Yardstick - Benchmarking Framework

Yardstick is a framework for writing benchmarks. Specifically it helps with writing benchmarks for clustered or otherwise distributed systems.

The framework comes with a default set of probes that collect various metrics during benchmark execution. Probes can be turned on or off in configuration. You can use a probe for measuring throughput and latency, or a probe that gathers vmstat statistics, etc... At the end of benchmark execution, Yardstick automatically produces files with probe points.

GridGain Benchmarks On Yardstick

See Yardstick GridGain Benchmarks as an example of Yardstick framework usage.

Screenshots

Click on individual graphs to Zoom In

Available Probes

ThroughputLatencyProbe - measures throughput and latency
DStatProbe - collects information provided by Linux/Unix ‘dstat’ command, such as various network, CPU, or memory metrics
VmStatProbe - collects information provided by Linux/Unix ‘vmstat’ command (which is a subset of ‘dstat’ command), such as various network, CPU, or memory metrics
PercentileProbe - tracks the latency of each individual request and collects the time frame bucket

Creating Yardstick Benchmarks

There are two main interfaces that need to be implemented, BenchmarkServer and BenchmarkDriver:

BenchmarkDriver is an instance of the benchmark that performs some operation that needs to be tested.
BenchmarkServer is the remote server that the BenchmarkDriver communicates with.

You can benchmark any distributed operation with Yardstick.

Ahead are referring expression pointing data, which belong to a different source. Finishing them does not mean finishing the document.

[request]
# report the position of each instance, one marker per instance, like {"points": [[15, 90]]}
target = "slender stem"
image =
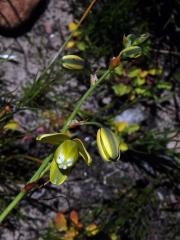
{"points": [[46, 161], [82, 100]]}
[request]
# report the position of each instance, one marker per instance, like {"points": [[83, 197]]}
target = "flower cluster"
{"points": [[68, 151]]}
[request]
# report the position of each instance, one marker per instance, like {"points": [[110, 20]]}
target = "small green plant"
{"points": [[66, 154]]}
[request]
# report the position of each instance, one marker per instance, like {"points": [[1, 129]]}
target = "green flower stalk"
{"points": [[73, 62], [108, 145]]}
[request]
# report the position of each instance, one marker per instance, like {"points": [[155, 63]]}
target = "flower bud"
{"points": [[73, 62], [108, 144], [66, 154]]}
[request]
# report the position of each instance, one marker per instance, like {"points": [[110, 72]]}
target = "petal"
{"points": [[66, 155], [52, 138], [83, 152], [57, 177]]}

For example, if you have to measure message processing time in your application, then you can put message sending logic into BenchmarkDriver, and message processing logic to one or more remote BenchmarkServers.

It is as simple as this. Yardstick will measure throughput, latency, and other metrics for you automatically and produce nice graphs at the end.

Examples

You can find Yardstick benchmark examples in

org.yardstickframework.examples package
Yardstick GridGain Benchmark Repository

Running Yardstick Benchmarks

The easiest way to run benchmarks is by executing bin/benchmark-run-all.sh script which will automatically start benchmark driver and remote servers base based on the properties file passed in (config/benchmark.properties used by default):

$ bin/benchmark-run-all.sh config/benchmark.properties

This script will automatically restart benchmark driver and remote servers for every benchmark configuration provided in config/benchmark.properties file.

At the end of the run, you can generate graphs by executing bin/jfreechart-graph-gen.sh script with folders that contain benchmark results.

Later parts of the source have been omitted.